Attacks on critical infrastructure have a devastating impact on people businesses can suffer catastrophic losses. Given the current threat level and frequency at which data breaches are being reported, it has never been more important to invest in cybersecurity.
Cybersecurity is now a priority for Irish businesses following a series of devastating cyberattacks in the country. Those attacks have hammered home the message that all Irish companies need to take steps to improve their defenses and keep hackers at bay.
Think Business, Ireland has recently raised awareness of the risk of cyberattacks and is helping businesses in the country find the solutions they need, by highlighting the excellent work being conducted by Irish cybersecurity firms. Many cybersecurity firms have a base in Ireland, with the country producing some incredible homegrown cybersecurity talent in the form of consultants, security experts, and companies that offer cutting-edge cybersecurity solutions that are protecting companies and data all around the world.
To help Irish businesses find companies that can meet their cybersecurity needs, Think Business, Ireland recently compiled a list of the top Irish 26 cybersecurity companies to watch out for in 2021 and beyond, with the report highlighting the wide range of cybersecurity solutions that have been developed by innovative Irish companies that are making their mark on the global stage.
The list includes TitanHQ, a Galway-based cybersecurity firm that has been developing innovative security solutions for 25 years.

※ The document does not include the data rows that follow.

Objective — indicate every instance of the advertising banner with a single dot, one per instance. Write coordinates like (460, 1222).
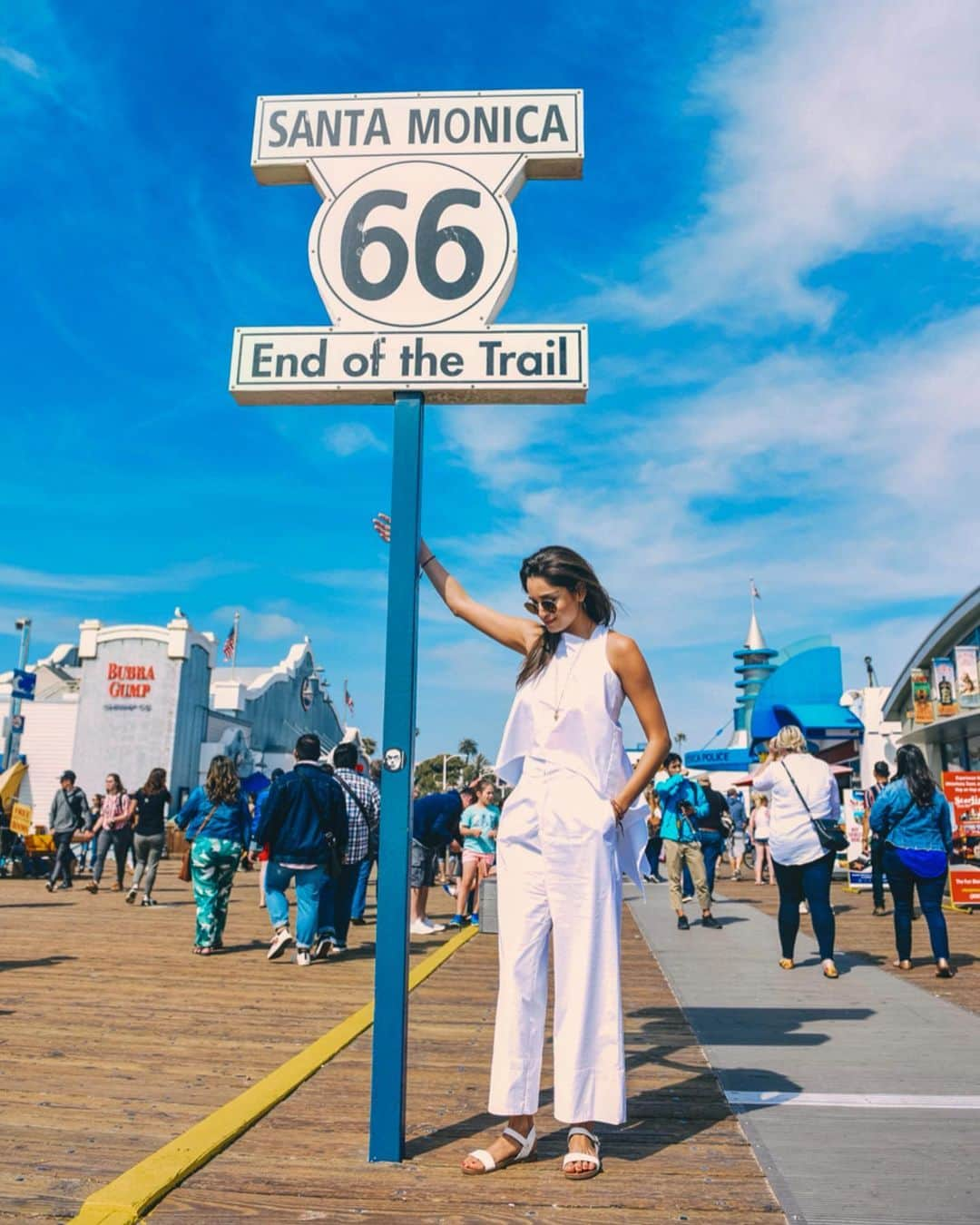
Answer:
(962, 789)
(853, 812)
(965, 885)
(20, 818)
(945, 685)
(921, 696)
(968, 682)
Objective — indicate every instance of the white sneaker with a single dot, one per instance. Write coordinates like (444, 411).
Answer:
(279, 944)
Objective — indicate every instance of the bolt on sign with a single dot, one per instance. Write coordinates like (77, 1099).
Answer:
(414, 249)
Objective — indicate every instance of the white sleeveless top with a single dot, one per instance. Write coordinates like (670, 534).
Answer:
(582, 690)
(569, 717)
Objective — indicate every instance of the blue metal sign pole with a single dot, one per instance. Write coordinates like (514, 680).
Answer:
(388, 1051)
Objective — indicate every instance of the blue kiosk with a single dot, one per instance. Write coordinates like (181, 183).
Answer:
(799, 685)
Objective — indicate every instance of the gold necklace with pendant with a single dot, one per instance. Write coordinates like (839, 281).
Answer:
(569, 676)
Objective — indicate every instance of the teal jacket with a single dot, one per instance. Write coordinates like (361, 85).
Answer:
(672, 791)
(904, 823)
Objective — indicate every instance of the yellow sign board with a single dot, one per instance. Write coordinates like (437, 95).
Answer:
(20, 818)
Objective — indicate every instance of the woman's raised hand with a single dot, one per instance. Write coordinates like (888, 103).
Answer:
(381, 524)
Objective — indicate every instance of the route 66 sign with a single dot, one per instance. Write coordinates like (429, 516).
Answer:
(414, 248)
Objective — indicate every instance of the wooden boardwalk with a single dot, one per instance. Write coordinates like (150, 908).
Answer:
(114, 1039)
(861, 936)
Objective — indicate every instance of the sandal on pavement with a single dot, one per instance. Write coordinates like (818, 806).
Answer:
(592, 1159)
(525, 1153)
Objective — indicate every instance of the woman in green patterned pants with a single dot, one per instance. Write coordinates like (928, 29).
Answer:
(216, 822)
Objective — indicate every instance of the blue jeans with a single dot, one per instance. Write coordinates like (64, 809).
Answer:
(812, 882)
(710, 846)
(343, 897)
(360, 889)
(309, 888)
(903, 884)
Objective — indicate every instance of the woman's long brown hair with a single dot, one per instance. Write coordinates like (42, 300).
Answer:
(156, 780)
(567, 569)
(222, 784)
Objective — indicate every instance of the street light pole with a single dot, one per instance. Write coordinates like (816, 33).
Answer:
(14, 738)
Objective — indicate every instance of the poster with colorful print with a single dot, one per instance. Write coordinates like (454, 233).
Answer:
(945, 686)
(962, 789)
(965, 885)
(968, 682)
(921, 696)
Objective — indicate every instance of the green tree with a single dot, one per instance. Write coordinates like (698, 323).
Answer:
(476, 769)
(429, 773)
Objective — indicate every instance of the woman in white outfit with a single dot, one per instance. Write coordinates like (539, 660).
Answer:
(573, 825)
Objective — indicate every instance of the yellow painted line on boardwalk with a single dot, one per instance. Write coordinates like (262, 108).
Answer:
(126, 1198)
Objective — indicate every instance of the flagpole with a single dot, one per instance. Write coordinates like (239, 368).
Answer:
(234, 643)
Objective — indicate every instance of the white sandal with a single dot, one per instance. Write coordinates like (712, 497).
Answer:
(527, 1152)
(592, 1159)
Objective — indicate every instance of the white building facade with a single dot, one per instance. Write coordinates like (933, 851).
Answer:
(132, 697)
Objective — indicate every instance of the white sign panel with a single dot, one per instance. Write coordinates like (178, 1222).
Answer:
(497, 365)
(414, 235)
(542, 126)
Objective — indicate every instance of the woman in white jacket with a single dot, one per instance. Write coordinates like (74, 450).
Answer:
(801, 789)
(574, 821)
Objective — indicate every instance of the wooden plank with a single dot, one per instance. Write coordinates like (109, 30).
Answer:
(681, 1153)
(868, 938)
(114, 1039)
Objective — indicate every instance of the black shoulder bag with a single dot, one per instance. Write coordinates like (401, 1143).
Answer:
(335, 860)
(832, 837)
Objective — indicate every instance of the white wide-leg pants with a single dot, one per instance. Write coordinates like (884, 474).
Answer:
(559, 877)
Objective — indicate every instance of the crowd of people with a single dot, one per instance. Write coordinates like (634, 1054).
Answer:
(793, 835)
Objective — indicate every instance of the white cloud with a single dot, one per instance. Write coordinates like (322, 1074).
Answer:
(870, 463)
(349, 437)
(173, 578)
(20, 60)
(267, 626)
(840, 125)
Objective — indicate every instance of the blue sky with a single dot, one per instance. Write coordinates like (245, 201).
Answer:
(774, 247)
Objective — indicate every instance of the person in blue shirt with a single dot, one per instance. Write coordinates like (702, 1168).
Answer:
(912, 816)
(303, 821)
(435, 823)
(263, 853)
(216, 822)
(681, 804)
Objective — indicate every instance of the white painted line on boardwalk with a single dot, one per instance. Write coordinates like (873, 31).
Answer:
(855, 1100)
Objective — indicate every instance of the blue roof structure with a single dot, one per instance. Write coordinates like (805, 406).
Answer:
(799, 686)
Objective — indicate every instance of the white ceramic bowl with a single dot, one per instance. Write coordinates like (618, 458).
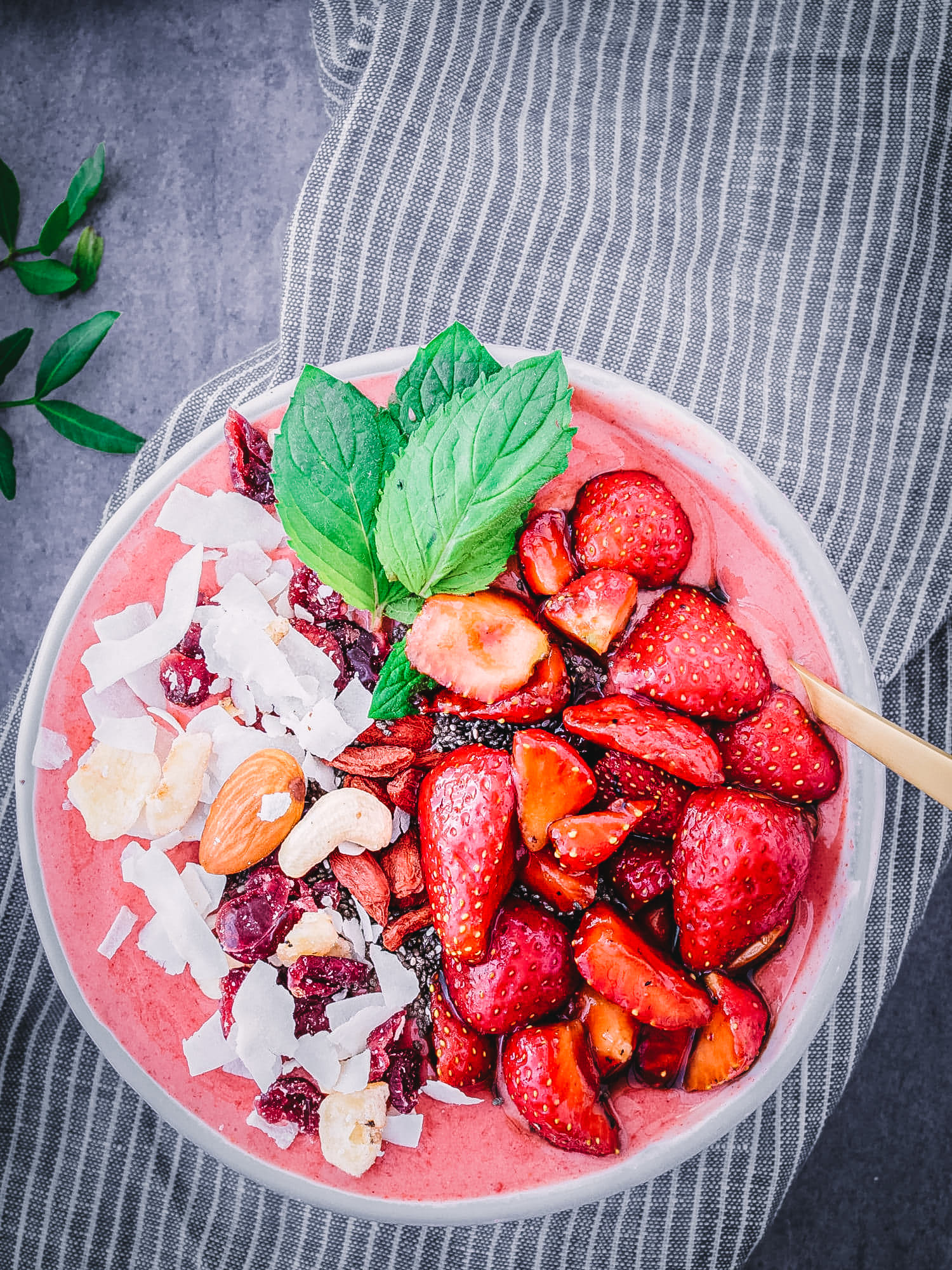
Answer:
(828, 949)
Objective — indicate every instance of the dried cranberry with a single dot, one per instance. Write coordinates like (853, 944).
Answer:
(230, 985)
(380, 1042)
(186, 680)
(324, 976)
(251, 928)
(323, 639)
(249, 459)
(307, 591)
(404, 1080)
(291, 1098)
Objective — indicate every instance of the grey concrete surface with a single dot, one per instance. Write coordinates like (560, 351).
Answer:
(211, 116)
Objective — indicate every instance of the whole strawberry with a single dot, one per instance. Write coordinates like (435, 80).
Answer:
(529, 972)
(741, 860)
(553, 1080)
(687, 653)
(781, 751)
(631, 521)
(468, 845)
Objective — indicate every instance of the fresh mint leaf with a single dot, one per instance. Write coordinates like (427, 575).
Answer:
(8, 473)
(70, 352)
(331, 458)
(453, 361)
(45, 277)
(88, 257)
(58, 227)
(93, 431)
(399, 683)
(86, 185)
(458, 495)
(12, 350)
(10, 206)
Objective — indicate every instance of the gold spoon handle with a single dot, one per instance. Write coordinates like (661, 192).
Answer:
(917, 761)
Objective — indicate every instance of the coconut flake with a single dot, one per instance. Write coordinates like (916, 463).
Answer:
(404, 1131)
(220, 520)
(51, 751)
(209, 1048)
(114, 660)
(441, 1093)
(119, 933)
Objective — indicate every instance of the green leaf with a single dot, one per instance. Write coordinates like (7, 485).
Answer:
(453, 361)
(12, 350)
(70, 352)
(93, 431)
(331, 457)
(45, 277)
(88, 257)
(58, 227)
(8, 473)
(399, 683)
(458, 495)
(87, 182)
(10, 206)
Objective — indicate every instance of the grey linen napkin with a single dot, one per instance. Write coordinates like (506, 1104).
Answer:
(739, 205)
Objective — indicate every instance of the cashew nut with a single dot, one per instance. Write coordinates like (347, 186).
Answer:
(342, 816)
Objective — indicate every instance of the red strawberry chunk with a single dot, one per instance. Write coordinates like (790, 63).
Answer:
(527, 973)
(552, 780)
(543, 697)
(638, 727)
(468, 845)
(623, 777)
(484, 646)
(630, 520)
(464, 1059)
(780, 751)
(586, 841)
(553, 1080)
(687, 653)
(741, 860)
(732, 1041)
(595, 609)
(616, 959)
(545, 553)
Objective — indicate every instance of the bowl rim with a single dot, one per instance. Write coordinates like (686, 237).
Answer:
(865, 817)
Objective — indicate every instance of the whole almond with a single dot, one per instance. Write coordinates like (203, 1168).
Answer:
(235, 835)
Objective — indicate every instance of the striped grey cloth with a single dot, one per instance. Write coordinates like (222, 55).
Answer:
(739, 204)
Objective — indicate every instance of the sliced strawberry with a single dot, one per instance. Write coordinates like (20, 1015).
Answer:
(616, 959)
(483, 646)
(741, 860)
(527, 973)
(623, 777)
(546, 693)
(464, 1059)
(780, 751)
(586, 841)
(642, 873)
(661, 1056)
(732, 1041)
(545, 553)
(638, 727)
(630, 520)
(468, 845)
(563, 891)
(553, 1080)
(595, 609)
(687, 653)
(552, 782)
(611, 1029)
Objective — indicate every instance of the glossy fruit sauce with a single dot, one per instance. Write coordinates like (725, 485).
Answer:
(465, 1153)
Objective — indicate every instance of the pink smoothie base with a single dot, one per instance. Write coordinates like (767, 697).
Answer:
(465, 1153)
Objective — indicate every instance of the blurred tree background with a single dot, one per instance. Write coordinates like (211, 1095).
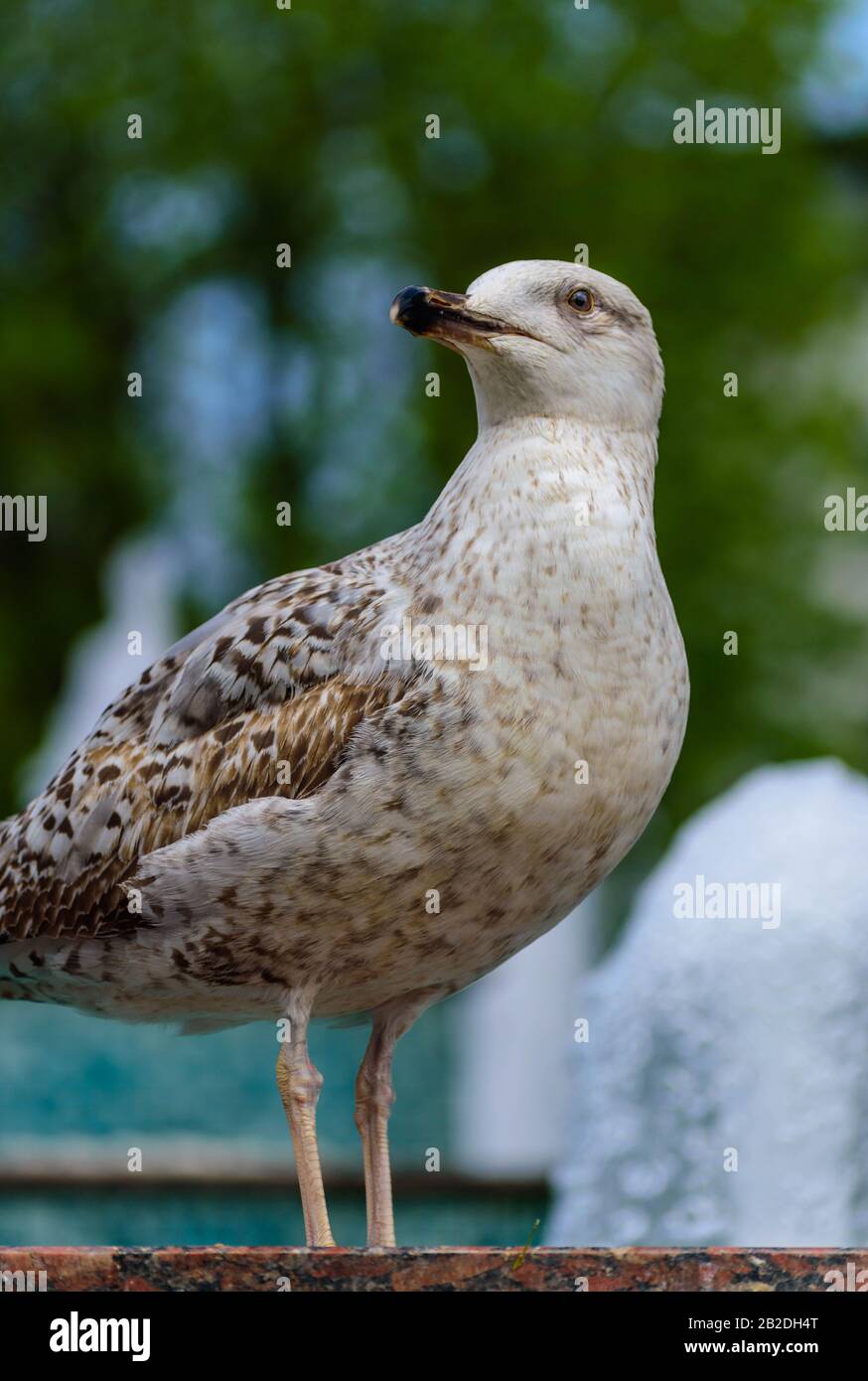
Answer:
(261, 384)
(264, 384)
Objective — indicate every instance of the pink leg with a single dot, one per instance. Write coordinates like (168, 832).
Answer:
(374, 1098)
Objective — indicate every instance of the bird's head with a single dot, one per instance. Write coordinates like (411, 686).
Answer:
(546, 339)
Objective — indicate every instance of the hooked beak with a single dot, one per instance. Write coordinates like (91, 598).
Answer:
(445, 317)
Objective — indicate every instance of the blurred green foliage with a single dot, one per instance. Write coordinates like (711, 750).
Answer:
(308, 126)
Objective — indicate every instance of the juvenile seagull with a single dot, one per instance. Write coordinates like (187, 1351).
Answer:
(361, 787)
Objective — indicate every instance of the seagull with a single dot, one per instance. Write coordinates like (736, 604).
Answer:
(363, 786)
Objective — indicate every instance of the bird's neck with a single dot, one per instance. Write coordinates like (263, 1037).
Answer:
(538, 493)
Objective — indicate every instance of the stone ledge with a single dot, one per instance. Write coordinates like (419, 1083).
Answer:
(206, 1270)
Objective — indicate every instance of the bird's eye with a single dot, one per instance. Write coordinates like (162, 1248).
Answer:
(583, 301)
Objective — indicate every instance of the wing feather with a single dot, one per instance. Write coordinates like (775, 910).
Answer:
(259, 701)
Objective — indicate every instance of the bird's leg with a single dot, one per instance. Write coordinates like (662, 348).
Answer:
(374, 1098)
(300, 1083)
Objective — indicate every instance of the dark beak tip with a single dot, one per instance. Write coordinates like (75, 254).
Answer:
(406, 305)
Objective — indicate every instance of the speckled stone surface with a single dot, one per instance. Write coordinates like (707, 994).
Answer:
(445, 1268)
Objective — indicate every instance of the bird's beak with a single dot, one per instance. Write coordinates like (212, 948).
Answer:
(445, 317)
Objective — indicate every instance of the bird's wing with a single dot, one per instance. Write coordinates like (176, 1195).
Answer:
(259, 701)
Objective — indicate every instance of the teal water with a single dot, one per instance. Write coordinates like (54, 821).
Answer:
(66, 1076)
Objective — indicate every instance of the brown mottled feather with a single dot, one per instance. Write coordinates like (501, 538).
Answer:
(254, 703)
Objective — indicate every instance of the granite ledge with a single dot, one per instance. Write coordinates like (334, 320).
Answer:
(202, 1270)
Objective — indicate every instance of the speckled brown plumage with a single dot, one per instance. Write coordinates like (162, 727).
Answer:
(293, 814)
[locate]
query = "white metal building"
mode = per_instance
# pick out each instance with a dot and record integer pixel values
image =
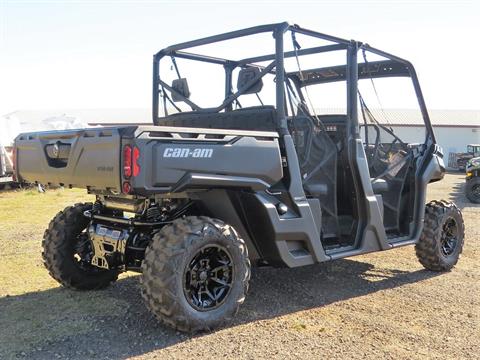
(454, 129)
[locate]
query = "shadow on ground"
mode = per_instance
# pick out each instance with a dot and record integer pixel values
(114, 323)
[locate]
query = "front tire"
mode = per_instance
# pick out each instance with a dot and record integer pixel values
(441, 242)
(472, 190)
(195, 274)
(66, 250)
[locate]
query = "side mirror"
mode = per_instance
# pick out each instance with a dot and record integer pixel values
(181, 87)
(245, 76)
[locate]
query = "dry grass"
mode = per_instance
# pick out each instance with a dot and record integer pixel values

TitanHQ’s award-winning email security, web security, and email archiving solutions are now used by more than 12,000 businesses in over 150 countries, with more than 2,500 managed service providers using the solutions to protect their own and their clients’ networks from cyber threats such as malware, ransomware, viruses, botnets, and phishing.
While many businesses have been struggling through the pandemic, TitanHQ has gone from strength to strength and has continued to enjoy impressive growth. Investment from Livingbridge investor group has helped the company invest even more in product development and people and over the past 18 months, the company has doubled its workforce to more than 90 employees.
TitanHQ solutions have been developed to be easy to implement and use by all businesses and, importantly, the solutions were built from the ground up by managed service providers to help MSPs better protect their clients. The solutions save MSP’s support and engineering time by stopping problems at the source and are easy to fit into existing service stacks. That’s part of the reason why TitanHQ is now the leading provider of cloud-based cybersecurity solutions to MSPs serving the SMB market.
“We are delighted to be listed next to some of the biggest names in the Irish cybersecurity space,” said Ronan Kavanagh, CEO, TitanHQ. “As the threat landscape continues to be a significant risk to organizations across the globe, we are dedicated to continuous innovation to provide consistent, secure, and reliable protection to our customers.”
Left to Right: Ronan Kavanagh, CEO, Diane Wright, people operations manager, Sean Morris, chief technical officer, Gina Mc Grath, digital marketing executive, and Dryden Geary, marketing director.